The shares hit a record high in November after the company took a $1.25 billion, 20-year mortgage on its flagship Saks Fifth Avenue store in New York. The property was appraised at C$4.1 billion ($3.59 billion), well above the $2.4 billion that Hudson's Bay, a centuries-old company with roots in the fur trade, paid to buy all of Saks last year.

"This transaction is just one part of our comprehensive real estate strategy," Chief Executive Richard Baker said on a conference call, adding the company will provide further details in the spring.

For the third quarter ended Nov. 1, same-store sales at its department store group, which includes the Hudson's Bay chain in Canada and its U.S.-based Lord & Taylor chain, rose 1.7 percent.

Lord & Taylor's performance showed improvements but continued to be a drag, executives said.

Comparable sales at Saks Off 5th outlets jumped 19.2 percent, while those at Saks Fifth Avenue stores increased 1 percent.

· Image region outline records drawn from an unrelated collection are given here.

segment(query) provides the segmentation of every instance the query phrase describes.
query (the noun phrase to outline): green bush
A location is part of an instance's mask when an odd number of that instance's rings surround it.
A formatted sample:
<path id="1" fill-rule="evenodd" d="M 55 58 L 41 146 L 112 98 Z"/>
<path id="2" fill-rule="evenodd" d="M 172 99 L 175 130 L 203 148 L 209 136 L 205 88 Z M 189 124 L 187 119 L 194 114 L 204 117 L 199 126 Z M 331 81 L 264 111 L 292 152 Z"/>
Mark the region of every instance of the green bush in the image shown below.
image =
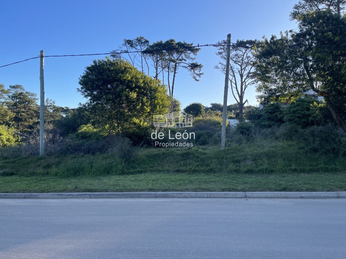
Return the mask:
<path id="1" fill-rule="evenodd" d="M 284 119 L 302 128 L 333 122 L 331 114 L 325 105 L 309 97 L 300 98 L 291 104 L 284 111 Z"/>
<path id="2" fill-rule="evenodd" d="M 222 126 L 222 118 L 207 117 L 195 118 L 193 121 L 194 131 L 210 131 L 215 133 L 219 132 Z"/>
<path id="3" fill-rule="evenodd" d="M 197 142 L 197 144 L 199 145 L 206 145 L 209 144 L 209 137 L 207 136 L 206 134 L 204 134 L 203 136 L 201 136 L 199 140 Z"/>
<path id="4" fill-rule="evenodd" d="M 284 112 L 281 106 L 277 104 L 269 104 L 263 108 L 262 116 L 260 119 L 260 126 L 270 128 L 280 126 L 284 123 Z"/>
<path id="5" fill-rule="evenodd" d="M 251 136 L 253 134 L 253 125 L 246 122 L 239 122 L 235 128 L 235 133 L 242 136 Z"/>
<path id="6" fill-rule="evenodd" d="M 91 124 L 82 125 L 75 135 L 81 140 L 98 140 L 101 137 L 100 131 Z"/>
<path id="7" fill-rule="evenodd" d="M 184 111 L 186 113 L 190 114 L 193 117 L 203 116 L 205 113 L 204 106 L 199 102 L 188 105 Z"/>
<path id="8" fill-rule="evenodd" d="M 307 128 L 301 131 L 298 140 L 302 148 L 308 152 L 346 155 L 346 143 L 333 126 Z"/>
<path id="9" fill-rule="evenodd" d="M 5 125 L 0 125 L 0 146 L 8 146 L 16 144 L 17 137 L 15 129 Z"/>

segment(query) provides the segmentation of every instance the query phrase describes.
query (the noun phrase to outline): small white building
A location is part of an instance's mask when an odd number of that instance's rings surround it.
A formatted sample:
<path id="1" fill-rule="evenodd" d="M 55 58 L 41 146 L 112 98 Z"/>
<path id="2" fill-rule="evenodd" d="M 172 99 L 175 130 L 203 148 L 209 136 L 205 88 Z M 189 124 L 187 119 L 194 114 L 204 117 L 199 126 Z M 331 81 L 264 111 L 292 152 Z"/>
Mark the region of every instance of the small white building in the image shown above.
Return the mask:
<path id="1" fill-rule="evenodd" d="M 192 126 L 192 115 L 177 111 L 154 116 L 154 126 L 163 128 L 186 128 Z"/>

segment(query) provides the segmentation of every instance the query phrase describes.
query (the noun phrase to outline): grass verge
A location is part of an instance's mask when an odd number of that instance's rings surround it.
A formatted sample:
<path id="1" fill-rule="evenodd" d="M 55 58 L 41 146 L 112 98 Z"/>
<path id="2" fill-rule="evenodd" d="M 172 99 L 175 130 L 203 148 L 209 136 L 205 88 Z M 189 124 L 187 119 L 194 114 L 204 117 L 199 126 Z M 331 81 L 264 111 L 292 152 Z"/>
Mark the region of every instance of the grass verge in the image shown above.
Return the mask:
<path id="1" fill-rule="evenodd" d="M 346 191 L 346 157 L 294 143 L 0 159 L 0 192 Z"/>

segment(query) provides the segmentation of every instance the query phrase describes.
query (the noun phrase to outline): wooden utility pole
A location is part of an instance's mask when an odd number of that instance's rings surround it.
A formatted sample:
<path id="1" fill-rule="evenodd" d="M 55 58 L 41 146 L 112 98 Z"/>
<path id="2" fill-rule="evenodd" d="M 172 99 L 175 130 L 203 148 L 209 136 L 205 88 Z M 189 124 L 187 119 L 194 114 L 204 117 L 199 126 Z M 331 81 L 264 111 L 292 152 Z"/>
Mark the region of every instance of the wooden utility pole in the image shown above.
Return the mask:
<path id="1" fill-rule="evenodd" d="M 44 52 L 39 52 L 39 155 L 44 155 Z"/>
<path id="2" fill-rule="evenodd" d="M 221 149 L 226 146 L 226 125 L 227 124 L 227 96 L 228 95 L 228 75 L 230 73 L 230 33 L 227 35 L 227 59 L 226 60 L 225 90 L 224 91 L 224 109 L 222 111 L 222 128 L 221 131 Z"/>

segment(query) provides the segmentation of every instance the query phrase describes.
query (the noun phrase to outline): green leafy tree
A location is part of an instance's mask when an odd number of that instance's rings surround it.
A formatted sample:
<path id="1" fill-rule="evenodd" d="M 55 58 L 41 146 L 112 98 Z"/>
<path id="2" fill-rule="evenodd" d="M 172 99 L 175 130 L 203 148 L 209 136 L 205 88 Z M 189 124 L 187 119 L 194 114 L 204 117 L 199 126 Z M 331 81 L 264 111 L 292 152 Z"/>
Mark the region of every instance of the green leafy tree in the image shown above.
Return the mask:
<path id="1" fill-rule="evenodd" d="M 170 95 L 174 95 L 174 86 L 178 70 L 187 70 L 192 78 L 199 81 L 203 75 L 202 65 L 194 61 L 200 48 L 193 44 L 176 41 L 170 39 L 166 41 L 156 41 L 150 45 L 145 52 L 151 57 L 155 68 L 155 78 L 162 73 L 165 83 L 164 73 L 166 73 Z"/>
<path id="2" fill-rule="evenodd" d="M 311 12 L 325 10 L 340 15 L 345 5 L 346 0 L 301 0 L 294 6 L 291 17 L 299 20 L 301 17 Z"/>
<path id="3" fill-rule="evenodd" d="M 267 101 L 312 90 L 346 132 L 346 17 L 327 8 L 298 17 L 298 32 L 264 39 L 259 47 L 257 90 Z"/>
<path id="4" fill-rule="evenodd" d="M 154 115 L 166 113 L 170 104 L 164 86 L 120 59 L 95 60 L 80 84 L 95 121 L 109 133 L 146 125 Z"/>
<path id="5" fill-rule="evenodd" d="M 304 97 L 291 104 L 284 111 L 284 119 L 300 128 L 328 124 L 330 115 L 325 106 L 314 98 Z M 330 113 L 329 113 L 330 114 Z M 329 121 L 330 122 L 330 121 Z"/>
<path id="6" fill-rule="evenodd" d="M 55 123 L 63 135 L 75 133 L 82 125 L 91 124 L 90 109 L 86 105 L 75 108 L 64 108 L 63 115 Z"/>
<path id="7" fill-rule="evenodd" d="M 30 134 L 39 122 L 39 107 L 33 93 L 22 86 L 10 86 L 6 106 L 14 114 L 13 127 L 21 134 Z"/>
<path id="8" fill-rule="evenodd" d="M 202 104 L 199 102 L 194 102 L 193 104 L 188 105 L 185 109 L 186 113 L 192 115 L 193 117 L 201 117 L 204 115 L 204 106 Z"/>
<path id="9" fill-rule="evenodd" d="M 151 63 L 154 68 L 151 75 L 158 79 L 161 75 L 163 84 L 167 81 L 169 94 L 173 96 L 179 68 L 187 70 L 196 81 L 203 75 L 201 72 L 203 66 L 194 61 L 199 50 L 194 47 L 193 44 L 176 41 L 172 39 L 150 44 L 141 36 L 134 39 L 124 39 L 122 47 L 113 51 L 111 56 L 116 59 L 126 59 L 142 72 L 147 72 L 148 76 Z"/>

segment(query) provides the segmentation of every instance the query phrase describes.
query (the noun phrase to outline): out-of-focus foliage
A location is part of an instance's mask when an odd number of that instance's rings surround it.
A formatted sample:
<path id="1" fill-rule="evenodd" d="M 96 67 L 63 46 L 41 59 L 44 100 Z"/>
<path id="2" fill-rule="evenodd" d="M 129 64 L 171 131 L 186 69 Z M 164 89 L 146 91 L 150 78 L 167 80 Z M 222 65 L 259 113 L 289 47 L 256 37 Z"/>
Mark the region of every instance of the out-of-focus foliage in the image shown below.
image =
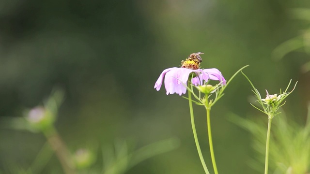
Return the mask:
<path id="1" fill-rule="evenodd" d="M 292 10 L 292 15 L 297 19 L 304 20 L 307 26 L 310 24 L 310 9 L 297 8 Z M 305 29 L 301 32 L 301 35 L 285 42 L 275 49 L 273 54 L 275 59 L 279 60 L 289 53 L 298 50 L 303 51 L 310 56 L 310 28 Z M 304 72 L 310 71 L 310 61 L 303 65 L 302 71 Z"/>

Online sales hit C$228 million, which included a combined 73 percent surge at Hudson's Bay and Lord & Taylor.

Net loss from continuing operations narrowed to C$13 million, or 7 Canadian cents per share, from C$126 million, or C$1.05 per share, a year earlier.

Normalized net earnings from continuing operations, adjusted to exclude such items as acquisition and restructuring costs, were 2 Canadian cents per share, versus the 7 Canadian cents reported last year.

Retail sales nearly doubled to C$1.91 billion.

Analysts had expected earnings per share of 5 Canadian cents on revenue of C$1.89 billion, according to Thomson Reuters estimates.

Acquisition-related finance costs plunged to C$12 million from C$123 million.

Hudson's Bay said it cut C$16 million in costs during the quarter and was on track to hit C$50 million for the year.

The company maintained its financial forecasts for the full year and executives said it should hit the upper end of its 2014 sales forecast of C$7.8 billion to C$8.1 billion.